Filling in for host Rush Limbaugh on the May 17 The Rush Limbaugh Show was Clear Channel radio host Roger Hedgecock -- former mayor of San Diego and current host of The Roger Hedgecock Community Forum (a daily radio program that reaches nearly half a million listeners in southern California each week on the Clear Channel Communications-owned radio station Newsradio 600 KOGO in San Diego). As guest host on May 17, Hedgecock approvingly echoed Limbaugh's May 4 comment comparing the abuse of Iraqi prisoners by U.S. guards to a college fraternity prank. Hedgecock told a caller that he doesn't “think we're gonna have to wait too long before Lynndie England [the Army Private First Class who appeared in several of the abuse photos] has her own spread in Playboy magazine... 'The Women of Abu Ghraib.'”

From the May 17 Rush Limbaugh Show:

HEDGECOCK: I don't think we're gonna have to wait too long before Lynndie England -- the uh, the Satellite Dish herself -- has her own spread in Playboy magazine -- you know, “The Women of Abu Ghraib.” You can just see it coming, can't you?

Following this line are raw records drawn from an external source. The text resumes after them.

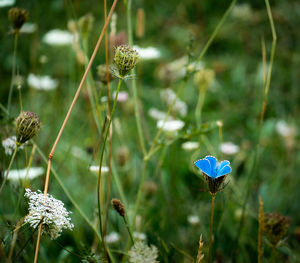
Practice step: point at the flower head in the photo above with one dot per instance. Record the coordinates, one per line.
(125, 59)
(213, 172)
(140, 252)
(54, 215)
(27, 126)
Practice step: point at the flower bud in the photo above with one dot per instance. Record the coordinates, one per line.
(18, 17)
(125, 59)
(27, 126)
(118, 206)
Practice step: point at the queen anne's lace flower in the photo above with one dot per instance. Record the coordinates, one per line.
(52, 211)
(140, 252)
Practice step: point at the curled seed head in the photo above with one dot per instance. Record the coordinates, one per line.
(125, 59)
(27, 126)
(18, 17)
(118, 206)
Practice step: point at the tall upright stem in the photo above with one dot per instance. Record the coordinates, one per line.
(211, 226)
(8, 169)
(68, 115)
(100, 166)
(13, 74)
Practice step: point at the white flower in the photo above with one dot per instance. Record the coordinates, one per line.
(52, 211)
(170, 125)
(190, 146)
(21, 174)
(140, 252)
(122, 96)
(193, 219)
(112, 237)
(284, 129)
(157, 114)
(57, 37)
(9, 145)
(168, 96)
(4, 3)
(41, 82)
(148, 52)
(229, 148)
(95, 168)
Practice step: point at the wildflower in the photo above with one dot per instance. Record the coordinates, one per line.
(118, 206)
(170, 125)
(139, 236)
(101, 71)
(275, 227)
(213, 172)
(18, 17)
(179, 106)
(26, 173)
(9, 145)
(57, 37)
(112, 237)
(193, 219)
(95, 168)
(4, 3)
(148, 52)
(190, 146)
(42, 82)
(51, 211)
(229, 148)
(27, 126)
(157, 114)
(125, 59)
(140, 252)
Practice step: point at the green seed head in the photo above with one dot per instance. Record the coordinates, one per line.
(27, 126)
(125, 59)
(275, 227)
(18, 17)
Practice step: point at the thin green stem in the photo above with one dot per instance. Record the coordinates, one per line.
(100, 166)
(211, 227)
(8, 169)
(216, 31)
(134, 86)
(67, 193)
(16, 37)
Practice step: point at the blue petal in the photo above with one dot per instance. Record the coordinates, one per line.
(213, 162)
(223, 171)
(222, 164)
(204, 166)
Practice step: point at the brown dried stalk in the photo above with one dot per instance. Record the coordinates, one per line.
(67, 118)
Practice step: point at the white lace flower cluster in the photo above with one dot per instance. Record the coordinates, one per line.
(140, 252)
(54, 214)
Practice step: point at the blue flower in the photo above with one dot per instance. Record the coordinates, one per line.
(210, 166)
(214, 172)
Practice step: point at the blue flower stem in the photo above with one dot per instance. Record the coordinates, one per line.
(8, 169)
(211, 227)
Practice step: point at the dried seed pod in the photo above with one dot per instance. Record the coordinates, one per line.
(18, 17)
(125, 59)
(27, 126)
(118, 206)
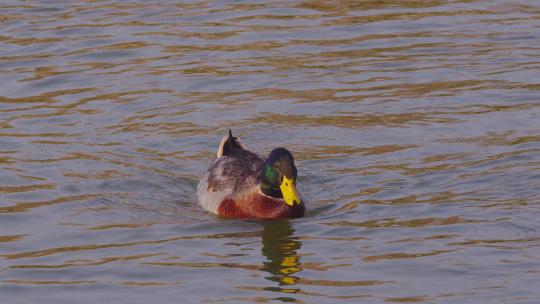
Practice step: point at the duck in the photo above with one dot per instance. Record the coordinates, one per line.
(244, 185)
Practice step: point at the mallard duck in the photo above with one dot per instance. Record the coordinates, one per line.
(242, 184)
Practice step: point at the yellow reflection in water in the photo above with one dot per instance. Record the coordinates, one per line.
(280, 248)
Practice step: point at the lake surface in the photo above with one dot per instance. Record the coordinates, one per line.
(415, 126)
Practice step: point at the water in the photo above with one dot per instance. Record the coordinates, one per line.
(415, 125)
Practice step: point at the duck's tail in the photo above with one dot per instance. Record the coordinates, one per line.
(229, 144)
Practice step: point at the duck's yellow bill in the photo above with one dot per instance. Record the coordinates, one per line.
(288, 189)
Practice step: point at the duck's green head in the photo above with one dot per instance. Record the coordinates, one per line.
(278, 176)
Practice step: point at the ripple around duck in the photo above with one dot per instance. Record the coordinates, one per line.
(414, 126)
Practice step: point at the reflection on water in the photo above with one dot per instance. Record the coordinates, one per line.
(280, 248)
(414, 126)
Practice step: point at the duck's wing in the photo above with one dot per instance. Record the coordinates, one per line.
(226, 178)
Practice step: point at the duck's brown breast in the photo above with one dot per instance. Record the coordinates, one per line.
(256, 205)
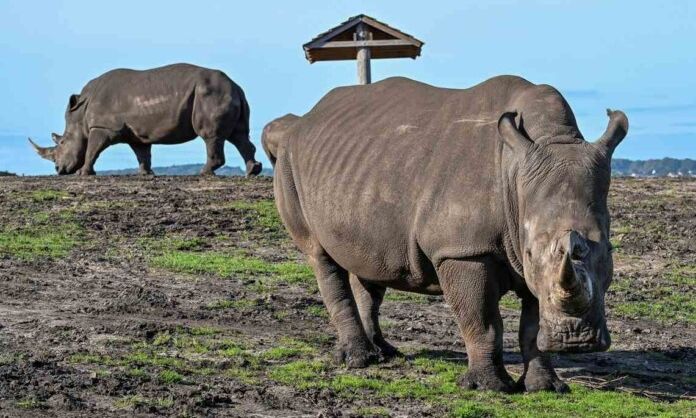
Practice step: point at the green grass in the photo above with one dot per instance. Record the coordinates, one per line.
(676, 307)
(239, 304)
(318, 311)
(227, 265)
(510, 301)
(133, 401)
(434, 381)
(668, 300)
(47, 195)
(399, 296)
(29, 403)
(263, 213)
(288, 348)
(373, 412)
(42, 235)
(169, 377)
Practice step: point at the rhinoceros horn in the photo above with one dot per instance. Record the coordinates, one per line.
(576, 285)
(44, 152)
(616, 130)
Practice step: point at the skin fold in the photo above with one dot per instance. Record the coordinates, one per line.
(166, 105)
(467, 193)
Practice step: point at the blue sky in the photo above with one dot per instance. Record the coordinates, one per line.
(635, 56)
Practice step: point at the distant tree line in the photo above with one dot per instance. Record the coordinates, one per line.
(661, 167)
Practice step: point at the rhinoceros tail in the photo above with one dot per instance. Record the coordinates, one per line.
(274, 133)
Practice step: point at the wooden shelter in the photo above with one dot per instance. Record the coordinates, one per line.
(362, 38)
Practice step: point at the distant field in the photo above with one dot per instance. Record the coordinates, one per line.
(184, 296)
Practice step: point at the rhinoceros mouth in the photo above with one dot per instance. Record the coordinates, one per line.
(573, 335)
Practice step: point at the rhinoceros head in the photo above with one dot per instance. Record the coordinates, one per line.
(563, 228)
(69, 152)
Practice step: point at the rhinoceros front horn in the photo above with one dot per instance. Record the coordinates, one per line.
(44, 152)
(574, 281)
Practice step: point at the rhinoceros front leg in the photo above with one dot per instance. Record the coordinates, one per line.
(471, 289)
(353, 348)
(369, 297)
(538, 369)
(144, 155)
(215, 149)
(248, 151)
(97, 142)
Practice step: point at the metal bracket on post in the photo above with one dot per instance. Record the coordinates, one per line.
(364, 55)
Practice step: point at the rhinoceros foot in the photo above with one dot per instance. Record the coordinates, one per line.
(386, 350)
(487, 379)
(356, 355)
(253, 168)
(85, 171)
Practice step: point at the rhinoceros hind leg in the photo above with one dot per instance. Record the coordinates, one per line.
(538, 370)
(353, 347)
(144, 156)
(248, 152)
(215, 149)
(369, 298)
(471, 287)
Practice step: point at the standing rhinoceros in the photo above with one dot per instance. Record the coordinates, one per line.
(166, 105)
(466, 193)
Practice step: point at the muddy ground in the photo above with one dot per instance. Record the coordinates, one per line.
(161, 296)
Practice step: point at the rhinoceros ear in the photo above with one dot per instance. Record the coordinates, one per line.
(616, 131)
(510, 134)
(74, 103)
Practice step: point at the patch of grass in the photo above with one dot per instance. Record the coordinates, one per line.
(683, 275)
(133, 401)
(288, 348)
(144, 358)
(667, 299)
(169, 377)
(510, 301)
(373, 412)
(29, 403)
(226, 265)
(44, 235)
(318, 311)
(203, 331)
(137, 373)
(678, 307)
(399, 296)
(263, 213)
(47, 195)
(239, 304)
(434, 380)
(87, 358)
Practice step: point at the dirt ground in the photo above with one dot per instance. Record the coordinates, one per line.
(118, 304)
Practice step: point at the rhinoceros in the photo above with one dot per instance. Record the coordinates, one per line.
(166, 105)
(468, 193)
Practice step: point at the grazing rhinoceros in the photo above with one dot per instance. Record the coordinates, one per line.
(166, 105)
(466, 193)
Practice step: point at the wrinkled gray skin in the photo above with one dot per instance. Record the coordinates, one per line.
(166, 105)
(466, 193)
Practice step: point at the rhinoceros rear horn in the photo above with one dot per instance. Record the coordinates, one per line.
(510, 134)
(44, 152)
(616, 131)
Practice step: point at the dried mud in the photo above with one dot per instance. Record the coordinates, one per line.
(104, 297)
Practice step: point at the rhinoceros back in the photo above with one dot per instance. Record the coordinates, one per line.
(392, 172)
(170, 104)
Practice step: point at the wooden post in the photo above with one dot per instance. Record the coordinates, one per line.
(363, 58)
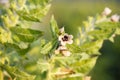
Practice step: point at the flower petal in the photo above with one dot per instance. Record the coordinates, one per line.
(66, 53)
(70, 41)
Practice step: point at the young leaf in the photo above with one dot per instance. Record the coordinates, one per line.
(25, 34)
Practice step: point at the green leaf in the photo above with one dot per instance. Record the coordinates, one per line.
(16, 73)
(84, 65)
(33, 14)
(18, 48)
(43, 65)
(25, 34)
(88, 47)
(104, 30)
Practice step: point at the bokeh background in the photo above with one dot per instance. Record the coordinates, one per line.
(71, 14)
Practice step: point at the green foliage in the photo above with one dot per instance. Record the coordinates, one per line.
(26, 56)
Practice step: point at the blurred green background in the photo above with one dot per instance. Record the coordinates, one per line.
(71, 14)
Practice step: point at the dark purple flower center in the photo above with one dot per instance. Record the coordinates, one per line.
(65, 38)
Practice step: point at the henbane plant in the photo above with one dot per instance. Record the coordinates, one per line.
(62, 58)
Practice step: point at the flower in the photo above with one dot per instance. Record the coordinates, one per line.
(62, 30)
(65, 39)
(66, 53)
(106, 11)
(115, 18)
(63, 50)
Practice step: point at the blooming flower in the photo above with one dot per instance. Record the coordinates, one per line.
(65, 39)
(66, 53)
(63, 50)
(62, 30)
(115, 18)
(106, 11)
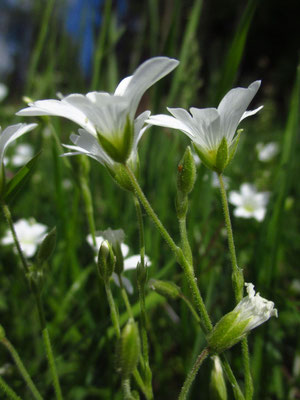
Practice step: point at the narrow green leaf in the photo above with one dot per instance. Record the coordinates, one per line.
(21, 177)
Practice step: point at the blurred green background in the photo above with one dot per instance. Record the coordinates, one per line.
(77, 46)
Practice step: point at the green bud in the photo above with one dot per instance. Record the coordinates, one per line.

CALLER: No, I really can't.

HEDGECOCK: Oh, I can, Debbie. Thanks for the call.

[...]

HEDGECOCK: Yeah, this is unbelievable. ... Private First Class Lynndie England explaining the mystery of why the soldiers at Abu Ghraib took pictures. She said, “We thought it looked funny.” I mean the more -- you know, I know this was the first day or two, I guess, that Rush was getting into this -- the more I think about it, the more he was right the first time. He said, “This is like -- this is like a, a, uh, a prank; this is like college; this is like fraternities; this is -- this is just these people. This is how they were raised.”

Hedgecock posted on his website (which is copyright 2004 Clear Channel Communications) “the entire audio/video of the beheading of [American civilian] Nick Berg.” Hedgecock explains, “We want to show what the rest of the leftist media will not.”

According to a September 28, 2003, article in The Sacramento Bee, Hedgecock was “convicted in the 1980s of conspiracy and 12 counts of perjury over failure to report more than $350,000 in campaign contributions.” He was “forced to resign as mayor in December 1985 after his felony conviction,” the Bee reported, although the “California Supreme Court reversed the perjury convictions in 1990, and Hedgecock eventually reached a plea agreement with the District Attorney's Office in the conspiracy case. He reportedly paid a fine, and the conviction was reduced to a misdemeanor and dismissed.”